By Jonathan Howcroft
Fortyfivedownstairs is temporarily home to some unfamiliar residents. Some of the residents would be unfamiliar to any home, let alone a whitewashed gallery space in a Melbourne CBD laneway. The incongruity is provided by Polish student Ewelina Madry’s expressive portraits of characters passing through a St Kilda Rooming House. Portraits that vividly capture the demons and fragilities of men and women facing acute challenges.
Ewelina described her project as an attempt to “immortalise” her subjects, to revere an overlooked section of Australian society. Rather than recoiling from men and women with multiple and complex needs, the artist has chosen to celebrate them. The result is confronting and voyeuristic. The natural inclination ‘not to stare’ is difficult to overcome, but, once governed, the vitality and resilience in the portraits radiates. With time, the images cease to be mug-shots of the desperate. The colours and movement reveal passionate, joyous, forceful personalities whose expressions belie their difficult circumstances.
Like art should, the exhibition challenges the viewer and exposes preconceptions.
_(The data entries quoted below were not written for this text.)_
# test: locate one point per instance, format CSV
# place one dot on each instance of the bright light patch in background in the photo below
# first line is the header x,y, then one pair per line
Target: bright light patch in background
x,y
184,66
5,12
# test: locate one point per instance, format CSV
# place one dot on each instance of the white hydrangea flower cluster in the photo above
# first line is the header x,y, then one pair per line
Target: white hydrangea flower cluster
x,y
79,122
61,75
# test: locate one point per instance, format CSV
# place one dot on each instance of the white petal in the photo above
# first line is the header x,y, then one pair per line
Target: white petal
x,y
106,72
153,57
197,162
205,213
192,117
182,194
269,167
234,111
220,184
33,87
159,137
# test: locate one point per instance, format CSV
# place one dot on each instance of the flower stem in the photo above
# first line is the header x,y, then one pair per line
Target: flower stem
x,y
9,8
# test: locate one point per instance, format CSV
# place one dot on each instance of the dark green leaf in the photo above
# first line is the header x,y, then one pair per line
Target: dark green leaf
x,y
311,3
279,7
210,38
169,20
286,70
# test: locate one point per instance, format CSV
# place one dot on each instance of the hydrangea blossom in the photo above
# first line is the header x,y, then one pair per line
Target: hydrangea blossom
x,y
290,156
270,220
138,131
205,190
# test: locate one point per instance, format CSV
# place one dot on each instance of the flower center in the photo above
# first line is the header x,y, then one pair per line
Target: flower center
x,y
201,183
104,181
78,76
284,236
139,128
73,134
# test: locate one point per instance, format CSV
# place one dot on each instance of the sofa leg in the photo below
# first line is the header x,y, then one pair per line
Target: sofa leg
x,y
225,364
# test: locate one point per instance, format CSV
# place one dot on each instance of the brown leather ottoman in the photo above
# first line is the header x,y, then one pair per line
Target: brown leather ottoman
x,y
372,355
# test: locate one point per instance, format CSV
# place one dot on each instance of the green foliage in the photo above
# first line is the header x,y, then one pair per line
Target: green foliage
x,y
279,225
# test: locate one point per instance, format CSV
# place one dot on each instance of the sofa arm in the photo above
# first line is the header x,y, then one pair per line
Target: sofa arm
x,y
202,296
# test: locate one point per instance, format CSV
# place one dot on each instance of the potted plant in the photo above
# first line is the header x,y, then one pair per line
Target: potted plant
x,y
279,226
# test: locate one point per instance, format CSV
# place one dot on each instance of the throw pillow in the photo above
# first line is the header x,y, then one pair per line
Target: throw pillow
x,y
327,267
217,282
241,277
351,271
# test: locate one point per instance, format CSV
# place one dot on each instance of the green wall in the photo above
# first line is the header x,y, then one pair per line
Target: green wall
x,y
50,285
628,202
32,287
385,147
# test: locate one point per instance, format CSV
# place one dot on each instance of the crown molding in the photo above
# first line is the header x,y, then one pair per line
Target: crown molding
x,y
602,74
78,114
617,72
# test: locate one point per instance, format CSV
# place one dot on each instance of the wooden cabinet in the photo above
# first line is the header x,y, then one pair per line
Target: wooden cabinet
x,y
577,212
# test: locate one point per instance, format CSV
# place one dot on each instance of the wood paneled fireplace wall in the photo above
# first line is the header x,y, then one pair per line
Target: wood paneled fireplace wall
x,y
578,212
How did this person you’re staring at come to be in a Rooming House in St Kilda? What challenges were they facing at the moment the image was struck? The portraits illicit prejudice and compassion in equal measures once the inevitable judgements are drawn over the subjects’ predicaments.
The exhibition, appropriately titled: In Your Face, is quite that. A provocative and uncompromising exposure of human fragility beautifully executed.
In Your Face by Ewelina Madry is showing at fortyfivedownstairs from Tueesday 27 October, 2009 to Saturday 7 November, 2009. Admission is free.